N.A.A.C.P. and Xmas

Author

W.E.B. Du Bois

Published

January 1, 1922

In this season of holiday and joy have you thought of your Christmas gift for Freedom? Thinking of what you have earned and spent for the year, what you have accomplished and enjoyed, does it occur to you that you owe something, not simply to your race and to your country, but to humanity—to the upward striving forces of the world? Have you paid that debt or any part of it?

If not, consider the claims of the National Association for the Advancement of Colored People. During the year 1921 we have:

  1. Helped expose the Ku Klux Klan,
  2. Pushed the anti-lynching bill out of committee and before the House of Representatives,
  3. Saved up to the present time the condemned victims of the Arkansas riots, sentenced to die in 1919, and have brought their cases to the Supreme Court of the United States, at an expense of $11,299,
  4. Investigated and exposed the Tulsa riot and raised and disbursed a fund of $3,500 for physical relief and legal aid,
  5. Promoted a Second Pan-African Congress with 110 delegates and 1,000 visitors from 30 countries and 11 states of the United States,
  6. Presented a petition to President Harding signed by 50,000 persons asking clemency for the soldiers who were in the Houston riot and who are now incarcerated at Leavenworth,
  7. Continued to push our efforts to free Haiti and helped secure a Congressional investigating committee which is now sitting in Haiti,
  8. Published 600,000 copies of The Crisis and sold them in every corner of the world,
  9. In general made every enemy of the Negro fear our power, and every black victim trust our aid.

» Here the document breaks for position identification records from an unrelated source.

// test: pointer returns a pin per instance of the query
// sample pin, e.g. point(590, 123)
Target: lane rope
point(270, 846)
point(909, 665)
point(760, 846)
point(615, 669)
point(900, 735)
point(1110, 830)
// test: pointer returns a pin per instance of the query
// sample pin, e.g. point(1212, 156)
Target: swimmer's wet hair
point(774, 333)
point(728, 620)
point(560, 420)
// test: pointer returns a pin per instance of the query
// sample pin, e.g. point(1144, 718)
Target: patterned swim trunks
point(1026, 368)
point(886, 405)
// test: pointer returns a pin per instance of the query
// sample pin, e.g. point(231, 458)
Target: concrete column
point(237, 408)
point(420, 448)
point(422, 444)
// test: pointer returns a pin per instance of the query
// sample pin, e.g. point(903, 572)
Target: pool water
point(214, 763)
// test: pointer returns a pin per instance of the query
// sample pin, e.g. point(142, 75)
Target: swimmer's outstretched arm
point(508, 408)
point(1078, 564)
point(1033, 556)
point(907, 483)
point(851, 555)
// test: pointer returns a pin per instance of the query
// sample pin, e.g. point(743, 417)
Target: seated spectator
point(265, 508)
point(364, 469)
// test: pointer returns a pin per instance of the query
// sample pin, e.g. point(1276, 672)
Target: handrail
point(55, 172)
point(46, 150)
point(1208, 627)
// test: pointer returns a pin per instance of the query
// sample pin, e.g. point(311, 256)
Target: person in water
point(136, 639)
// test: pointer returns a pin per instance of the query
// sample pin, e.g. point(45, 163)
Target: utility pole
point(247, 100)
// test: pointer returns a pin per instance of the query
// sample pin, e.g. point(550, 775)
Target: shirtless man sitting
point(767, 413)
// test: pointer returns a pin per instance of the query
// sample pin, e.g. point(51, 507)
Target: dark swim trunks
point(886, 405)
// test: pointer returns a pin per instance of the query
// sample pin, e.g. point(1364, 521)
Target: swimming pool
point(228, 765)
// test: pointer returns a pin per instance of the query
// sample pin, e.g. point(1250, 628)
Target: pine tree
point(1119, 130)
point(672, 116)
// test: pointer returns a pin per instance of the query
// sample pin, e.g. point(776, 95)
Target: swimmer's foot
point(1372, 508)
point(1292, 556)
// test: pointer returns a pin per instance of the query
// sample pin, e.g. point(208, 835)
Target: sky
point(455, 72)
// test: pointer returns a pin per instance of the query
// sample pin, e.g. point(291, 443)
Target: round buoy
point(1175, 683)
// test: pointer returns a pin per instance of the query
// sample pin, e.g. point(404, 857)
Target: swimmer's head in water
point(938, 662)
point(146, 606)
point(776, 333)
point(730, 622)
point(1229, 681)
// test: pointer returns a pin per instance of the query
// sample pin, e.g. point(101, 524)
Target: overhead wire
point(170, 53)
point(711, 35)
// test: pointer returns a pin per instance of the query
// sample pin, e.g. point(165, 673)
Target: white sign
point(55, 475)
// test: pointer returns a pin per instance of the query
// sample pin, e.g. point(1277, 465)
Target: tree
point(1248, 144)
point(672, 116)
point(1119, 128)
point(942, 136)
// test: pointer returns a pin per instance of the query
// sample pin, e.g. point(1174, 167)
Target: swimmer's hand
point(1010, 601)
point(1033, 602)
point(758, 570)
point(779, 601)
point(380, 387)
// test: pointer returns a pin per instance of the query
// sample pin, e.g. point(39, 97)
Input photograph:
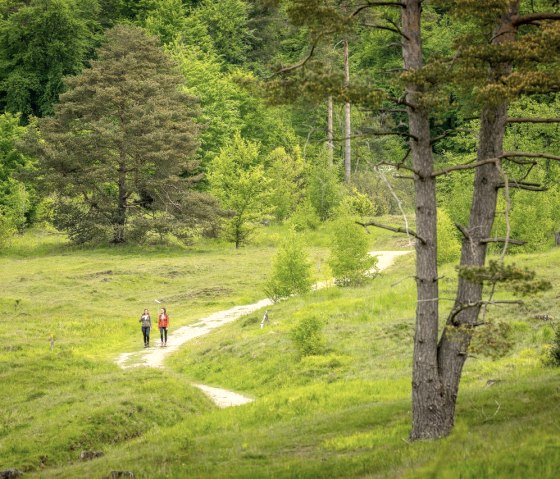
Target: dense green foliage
point(291, 269)
point(349, 261)
point(118, 153)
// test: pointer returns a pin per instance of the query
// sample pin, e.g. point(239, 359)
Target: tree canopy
point(118, 153)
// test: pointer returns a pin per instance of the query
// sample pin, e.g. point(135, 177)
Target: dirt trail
point(155, 356)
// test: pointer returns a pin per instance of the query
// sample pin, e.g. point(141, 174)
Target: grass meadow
point(344, 412)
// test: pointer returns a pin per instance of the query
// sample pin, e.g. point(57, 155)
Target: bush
point(308, 336)
point(291, 270)
point(349, 259)
point(305, 217)
point(552, 351)
point(449, 246)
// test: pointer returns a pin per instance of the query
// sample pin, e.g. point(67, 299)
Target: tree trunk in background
point(120, 217)
point(347, 126)
point(330, 131)
point(458, 331)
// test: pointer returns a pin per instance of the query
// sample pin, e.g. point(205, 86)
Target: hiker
point(265, 319)
point(163, 324)
point(146, 321)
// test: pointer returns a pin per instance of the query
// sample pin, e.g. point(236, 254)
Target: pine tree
point(118, 152)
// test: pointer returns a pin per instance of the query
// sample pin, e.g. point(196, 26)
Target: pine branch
point(531, 18)
point(464, 306)
point(376, 4)
point(392, 228)
point(468, 166)
point(385, 27)
point(521, 185)
point(528, 154)
point(446, 133)
point(502, 240)
point(533, 120)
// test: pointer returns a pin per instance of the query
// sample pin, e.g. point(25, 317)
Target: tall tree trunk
point(120, 216)
point(347, 126)
point(458, 330)
point(427, 399)
point(330, 130)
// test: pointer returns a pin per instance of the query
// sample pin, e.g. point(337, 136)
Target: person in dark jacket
point(146, 326)
point(163, 324)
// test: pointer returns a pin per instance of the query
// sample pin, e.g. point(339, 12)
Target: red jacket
point(163, 320)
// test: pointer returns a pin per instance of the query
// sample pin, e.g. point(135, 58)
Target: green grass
point(343, 413)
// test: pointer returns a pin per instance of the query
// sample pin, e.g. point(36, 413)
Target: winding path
point(154, 357)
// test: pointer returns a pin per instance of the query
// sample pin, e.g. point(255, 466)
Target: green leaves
point(291, 269)
point(519, 280)
point(42, 41)
point(119, 150)
point(237, 178)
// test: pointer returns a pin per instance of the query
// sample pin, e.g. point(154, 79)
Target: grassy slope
point(345, 413)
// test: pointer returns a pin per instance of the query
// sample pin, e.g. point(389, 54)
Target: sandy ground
point(154, 357)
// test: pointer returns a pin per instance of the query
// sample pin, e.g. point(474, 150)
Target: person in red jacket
point(163, 324)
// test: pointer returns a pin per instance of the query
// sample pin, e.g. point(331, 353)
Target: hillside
point(342, 413)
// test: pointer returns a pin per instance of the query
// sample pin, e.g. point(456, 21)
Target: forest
point(136, 125)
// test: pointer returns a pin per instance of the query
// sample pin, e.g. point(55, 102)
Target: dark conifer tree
point(118, 151)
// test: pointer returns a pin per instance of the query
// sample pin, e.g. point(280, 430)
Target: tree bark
point(427, 419)
point(330, 130)
point(347, 125)
point(457, 334)
point(120, 217)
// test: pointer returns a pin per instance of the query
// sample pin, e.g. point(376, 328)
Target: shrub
point(349, 259)
point(291, 270)
point(308, 336)
point(449, 246)
point(552, 351)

We have not done everything or all we would—but we have done something, have we not?

Moreover this work has not been paid for by millionaires. No single individual gift to us has exceeded $500, and only seven have reached that figure. There have been only 17 gifts of $100. The great mass of gifts have come in sums of from $1 to $5 from poor colored folk. Nine-tenths of the funds supporting this organization come from Negroes. This is fair and proper. It is our work and we must do it. More and more the burden of this work is going to fall on the Negro race!

But have you done your share? Why not send the N.A.A.C.P. a Thanksgiving or Christmas or New Year’s gift? Why not lift from the backs of the officers enough of the burden of finance so as to leave them strength for investigation, action, relief, thought and plan?